When the dispatch comes, a burble hints at the back of my throat. I’m confused at the list until I realize it’s a series of his records that he’d like me to look for.

He asks if I can meet with him today to deliver them. He reminds me that there’s still no hot water. As if this would inure me to his request.

In the mirror my face cracks open into a smile of genuine amusement. My eyes are blood-shot but my lips stretch wide with glee and then I’m laughing.

It feels good.

Deleting the text feels even better, and when I go to my contacts and delete him entirely, I feel a floating sensation in my arms.

I pull my rumpled sweatshirt out from the tub and throw it on.

Surveying our collective possessions, the threadbare couch, the stained mattress, stray clothes and books and the milk crate of records, I feel peaceful. Finally, nothing is missing.

I don’t know if I’ll be able to stop hurting myself in this way, but I don’t want to keep doing it for Jeremy’s sake or anyone like him ever again.

I fish my coat out from the tub by a sleeve as the folded-up pamphlet from Gina hits the floor. I clutch the sink, steadying myself as I pick it up, seeing stars as blood rushes into my body and out of my head.

I unfold it and read.

The air is redolent with the smell of flowers. I’ve emptied both spray bottles of Ylang Ylang shower cleaner. The mattress is suffused with it. Couch, too. I lift sofa cushions and crop dust the springs. I darken all of Jeremy’s clothes with layered mists of the fragrance that makes him gag.

I hitch the box of records on my hip with my coat slung over it and a bag of books at my shoulder.

I lock the door and slide my key under. My regards to David Buxbaum.
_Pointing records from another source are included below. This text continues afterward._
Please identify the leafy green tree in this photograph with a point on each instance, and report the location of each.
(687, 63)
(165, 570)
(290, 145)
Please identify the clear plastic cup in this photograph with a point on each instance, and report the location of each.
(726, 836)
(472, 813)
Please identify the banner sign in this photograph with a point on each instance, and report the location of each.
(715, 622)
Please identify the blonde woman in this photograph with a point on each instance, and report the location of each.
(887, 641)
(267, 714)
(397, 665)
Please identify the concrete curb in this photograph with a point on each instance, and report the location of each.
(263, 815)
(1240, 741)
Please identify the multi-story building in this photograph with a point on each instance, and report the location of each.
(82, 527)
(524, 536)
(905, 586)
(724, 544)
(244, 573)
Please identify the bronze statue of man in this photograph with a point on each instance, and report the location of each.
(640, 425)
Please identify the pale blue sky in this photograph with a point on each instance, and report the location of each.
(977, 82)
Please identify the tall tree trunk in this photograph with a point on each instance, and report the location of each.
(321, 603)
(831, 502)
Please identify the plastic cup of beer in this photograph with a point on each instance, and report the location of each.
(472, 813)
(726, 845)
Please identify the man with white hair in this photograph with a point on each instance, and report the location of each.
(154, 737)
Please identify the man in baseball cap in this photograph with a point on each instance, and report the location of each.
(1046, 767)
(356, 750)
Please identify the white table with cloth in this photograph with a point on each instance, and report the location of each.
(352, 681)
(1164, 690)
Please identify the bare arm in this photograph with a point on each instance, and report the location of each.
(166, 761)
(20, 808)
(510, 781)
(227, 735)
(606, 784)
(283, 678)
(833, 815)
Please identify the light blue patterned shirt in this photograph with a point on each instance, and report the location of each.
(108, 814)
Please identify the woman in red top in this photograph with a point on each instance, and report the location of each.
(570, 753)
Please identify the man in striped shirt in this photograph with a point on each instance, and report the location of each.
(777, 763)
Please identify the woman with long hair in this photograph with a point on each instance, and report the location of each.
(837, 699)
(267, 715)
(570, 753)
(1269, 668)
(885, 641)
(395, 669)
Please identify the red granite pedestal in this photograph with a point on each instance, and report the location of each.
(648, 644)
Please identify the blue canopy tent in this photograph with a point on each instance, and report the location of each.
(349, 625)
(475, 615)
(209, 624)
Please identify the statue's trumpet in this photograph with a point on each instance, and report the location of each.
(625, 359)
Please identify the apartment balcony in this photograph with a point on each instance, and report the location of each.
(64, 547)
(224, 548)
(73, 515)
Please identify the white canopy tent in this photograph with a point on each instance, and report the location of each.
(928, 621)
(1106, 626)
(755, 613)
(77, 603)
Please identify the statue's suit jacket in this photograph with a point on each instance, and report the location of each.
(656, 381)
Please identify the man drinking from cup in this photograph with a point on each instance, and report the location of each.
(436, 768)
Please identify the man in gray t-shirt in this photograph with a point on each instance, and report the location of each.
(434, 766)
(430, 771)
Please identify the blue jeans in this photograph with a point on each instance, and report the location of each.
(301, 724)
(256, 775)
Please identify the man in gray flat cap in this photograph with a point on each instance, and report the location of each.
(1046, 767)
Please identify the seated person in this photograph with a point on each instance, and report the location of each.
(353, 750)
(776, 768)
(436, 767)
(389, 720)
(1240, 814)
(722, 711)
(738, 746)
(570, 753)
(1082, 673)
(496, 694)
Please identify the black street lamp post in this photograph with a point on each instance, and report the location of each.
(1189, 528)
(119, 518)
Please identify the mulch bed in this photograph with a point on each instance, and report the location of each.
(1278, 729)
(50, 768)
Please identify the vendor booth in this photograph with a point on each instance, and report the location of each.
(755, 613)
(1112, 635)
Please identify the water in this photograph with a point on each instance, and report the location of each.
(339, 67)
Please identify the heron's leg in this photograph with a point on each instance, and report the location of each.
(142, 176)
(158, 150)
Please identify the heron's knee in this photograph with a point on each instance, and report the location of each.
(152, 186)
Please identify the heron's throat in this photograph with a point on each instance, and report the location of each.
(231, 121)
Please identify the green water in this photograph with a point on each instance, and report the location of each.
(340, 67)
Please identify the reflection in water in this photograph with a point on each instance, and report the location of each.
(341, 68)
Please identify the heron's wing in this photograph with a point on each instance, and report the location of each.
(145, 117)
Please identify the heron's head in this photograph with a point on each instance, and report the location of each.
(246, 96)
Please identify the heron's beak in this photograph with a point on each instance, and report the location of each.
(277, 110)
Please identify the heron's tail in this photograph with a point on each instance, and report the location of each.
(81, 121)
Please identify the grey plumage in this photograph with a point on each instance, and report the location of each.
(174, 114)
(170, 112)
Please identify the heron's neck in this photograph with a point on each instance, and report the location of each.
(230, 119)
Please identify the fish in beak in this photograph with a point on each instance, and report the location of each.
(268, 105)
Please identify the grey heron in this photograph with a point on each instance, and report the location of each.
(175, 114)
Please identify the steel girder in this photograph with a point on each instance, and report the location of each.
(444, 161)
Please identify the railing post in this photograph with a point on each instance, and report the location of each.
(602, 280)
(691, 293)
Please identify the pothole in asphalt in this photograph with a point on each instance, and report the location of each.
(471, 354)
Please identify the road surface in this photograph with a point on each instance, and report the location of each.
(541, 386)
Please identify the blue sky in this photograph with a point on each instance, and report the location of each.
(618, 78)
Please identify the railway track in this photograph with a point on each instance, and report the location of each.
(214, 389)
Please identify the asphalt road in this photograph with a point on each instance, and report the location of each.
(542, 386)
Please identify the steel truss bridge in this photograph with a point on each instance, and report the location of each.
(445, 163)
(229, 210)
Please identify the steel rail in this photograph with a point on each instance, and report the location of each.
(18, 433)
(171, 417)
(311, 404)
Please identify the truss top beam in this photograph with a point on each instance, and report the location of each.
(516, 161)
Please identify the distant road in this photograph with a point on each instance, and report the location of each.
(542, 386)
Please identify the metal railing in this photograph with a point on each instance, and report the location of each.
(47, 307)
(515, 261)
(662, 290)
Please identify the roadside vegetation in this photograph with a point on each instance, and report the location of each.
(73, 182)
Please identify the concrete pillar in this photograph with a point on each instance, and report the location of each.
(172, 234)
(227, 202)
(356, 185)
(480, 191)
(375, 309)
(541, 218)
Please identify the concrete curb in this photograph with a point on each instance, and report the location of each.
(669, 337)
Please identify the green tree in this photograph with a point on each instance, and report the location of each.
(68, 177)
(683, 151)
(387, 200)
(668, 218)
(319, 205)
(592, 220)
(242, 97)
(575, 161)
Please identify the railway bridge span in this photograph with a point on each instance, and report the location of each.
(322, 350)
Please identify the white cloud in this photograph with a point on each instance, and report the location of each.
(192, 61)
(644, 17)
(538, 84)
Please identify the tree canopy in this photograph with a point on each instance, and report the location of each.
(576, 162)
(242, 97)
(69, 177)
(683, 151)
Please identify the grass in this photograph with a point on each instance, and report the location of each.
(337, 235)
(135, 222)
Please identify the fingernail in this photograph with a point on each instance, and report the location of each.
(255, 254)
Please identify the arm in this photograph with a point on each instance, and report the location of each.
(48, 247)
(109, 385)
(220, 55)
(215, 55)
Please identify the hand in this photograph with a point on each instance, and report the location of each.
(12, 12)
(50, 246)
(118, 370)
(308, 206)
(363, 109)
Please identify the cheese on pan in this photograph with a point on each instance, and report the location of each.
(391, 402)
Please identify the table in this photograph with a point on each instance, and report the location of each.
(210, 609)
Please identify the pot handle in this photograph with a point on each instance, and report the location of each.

Regards to the management company that I couldn’t find online to fix the heat or the water, no matter how many monthly TexStar bank checks I dutifully sent to a P.O. box in Canastota, New York.

I carry the box of Jeremy’s precious vinyl out to the curb. An offering to the New York City sanitation system should they have an interest.



* * *



I’m at June’s door. Again. With nowhere else to go. She’s on the couch watching TV in her pink bathrobe. My sister has a white Korean sheet mask on her face, head tilted awkwardly toward me so as not to drip. She looks like a Japanese Noh theater actor with pancake makeup. “Is it possible that I’m still drunk from last night?” she asks. Gilmore Girls plays in the background.